House Passes National Gun Reporting Law
June 15, 2007
The federal Gun Control Act of 1968 identifies certain categories of people who are prohibited from possessing firearms. These categories include people who have been “adjudicated as a mental defective or “committed to any mental institution.”
Despite this law, the majority of states have never tracked or reported this information to the Federal Bureau of Investigation (FBI) which maintains the National Instant criminal Background Check System (NICS).
On June 13, 2007, the U.S. House of Representatives enacted HR 2640, the “NICS Improvement Amendments Act of 2007.” The bill reflects a compromise agreement between supporters of stronger gun reporting laws and the National Rifle Association (NRA). The intent of HR 2640 is to strengthen gun reporting laws by providing states with financial incentives to comply with reporting requirements and penalties for failure to comply with reporting requirements.
NAMI agrees with the principal that violent or potentially violent individuals should not possess guns. However, we have repeatedly expressed concerns that the 1968 law is vague, outdated, overly broad and stigmatizing. Thus, we have urged the sponsors of HR 2640 to use this opportunity to fix the problems in the underlying law. Please click here to read NAMI’s letter with colleague organizations on this topic.
In fairness, HR 2640, as enacted, did attempt to address some of NAMI’s concerns. For example, there is language stating that criteria should be developed to enable individuals to have their names removed from the list, although this language is unclear and non-specific. And, the bill directs the Attorney General to work with states, local law enforcement and the mental health community to develop regulations for protecting the privacy of information provided to the NICS system. It is also important to note that contrary to some of the reports in the media, the bill does not require states to report the names of all people who have received mental health treatment.
Nevertheless, problems with the legislation and particularly the underlying 1968 gun control law remain. The definition of who must be reported remains vague and unclear, without any clear link to violence.
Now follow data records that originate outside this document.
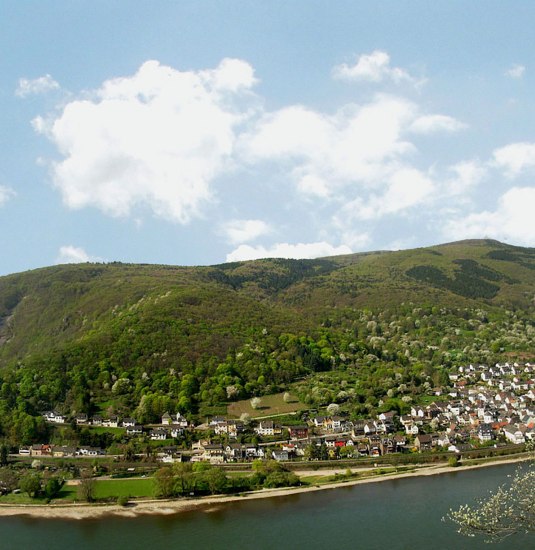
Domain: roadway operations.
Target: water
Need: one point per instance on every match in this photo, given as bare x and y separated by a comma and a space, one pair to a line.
396, 514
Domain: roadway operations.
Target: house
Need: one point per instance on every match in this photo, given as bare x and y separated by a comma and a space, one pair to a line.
158, 434
214, 453
265, 427
485, 433
97, 420
298, 432
134, 430
337, 423
81, 419
63, 451
234, 452
401, 442
423, 442
180, 421
111, 422
176, 430
90, 451
514, 434
280, 455
56, 418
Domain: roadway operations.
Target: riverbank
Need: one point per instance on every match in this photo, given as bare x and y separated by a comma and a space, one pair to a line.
211, 503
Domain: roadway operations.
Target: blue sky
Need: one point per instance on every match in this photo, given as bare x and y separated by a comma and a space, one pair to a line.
199, 132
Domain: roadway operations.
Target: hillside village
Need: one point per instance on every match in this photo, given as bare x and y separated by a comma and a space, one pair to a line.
483, 406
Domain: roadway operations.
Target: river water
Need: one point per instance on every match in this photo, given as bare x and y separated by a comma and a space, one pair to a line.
390, 515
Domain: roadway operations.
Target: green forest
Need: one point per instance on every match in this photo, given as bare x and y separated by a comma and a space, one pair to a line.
369, 332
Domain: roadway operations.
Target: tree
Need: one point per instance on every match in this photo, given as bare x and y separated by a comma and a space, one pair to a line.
507, 511
52, 487
256, 402
333, 409
4, 453
31, 484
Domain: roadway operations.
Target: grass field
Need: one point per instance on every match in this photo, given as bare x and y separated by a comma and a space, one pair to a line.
113, 488
270, 405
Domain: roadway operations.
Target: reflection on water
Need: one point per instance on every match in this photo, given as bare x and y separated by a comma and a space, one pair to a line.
397, 514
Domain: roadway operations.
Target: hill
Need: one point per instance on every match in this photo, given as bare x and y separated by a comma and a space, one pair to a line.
141, 338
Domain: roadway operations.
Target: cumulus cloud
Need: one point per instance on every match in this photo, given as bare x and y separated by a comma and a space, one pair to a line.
515, 158
157, 139
407, 188
374, 67
356, 144
466, 176
516, 71
511, 221
429, 124
5, 194
74, 255
36, 86
242, 231
286, 250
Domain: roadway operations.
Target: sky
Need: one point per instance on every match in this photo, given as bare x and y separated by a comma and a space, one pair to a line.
200, 132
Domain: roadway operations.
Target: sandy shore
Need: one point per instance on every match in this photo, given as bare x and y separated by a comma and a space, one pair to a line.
211, 503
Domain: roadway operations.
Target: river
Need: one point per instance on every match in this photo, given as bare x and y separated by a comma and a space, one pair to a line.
396, 514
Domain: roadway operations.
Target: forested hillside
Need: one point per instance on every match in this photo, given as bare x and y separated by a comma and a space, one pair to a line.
142, 339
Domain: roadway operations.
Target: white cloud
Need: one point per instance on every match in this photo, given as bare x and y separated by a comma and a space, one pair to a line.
512, 221
156, 139
429, 124
374, 67
356, 144
407, 188
286, 250
514, 158
516, 71
467, 175
39, 85
242, 231
5, 194
74, 255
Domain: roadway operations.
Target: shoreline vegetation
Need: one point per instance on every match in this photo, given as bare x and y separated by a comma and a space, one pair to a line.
334, 479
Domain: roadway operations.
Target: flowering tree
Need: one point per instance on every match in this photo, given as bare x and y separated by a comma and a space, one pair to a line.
509, 510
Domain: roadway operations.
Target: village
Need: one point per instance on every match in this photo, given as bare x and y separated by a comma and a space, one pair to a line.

There are no durational limits in the definition, meaning someone who was involuntarily committed 20 years ago with no recurrence might be included. And, despite the aforementioned attempt to strengthen privacy protections, it is still unclear in the law what information should be reported and the extent to which individuals and agencies that receive this information must guard its privacy.
HR 2640 now goes to the Senate for further consideration and NAMI will continue efforts to promote further changes to minimize over-inclusiveness in reporting requirements as well as strengthen privacy protections in the NICS reporting system.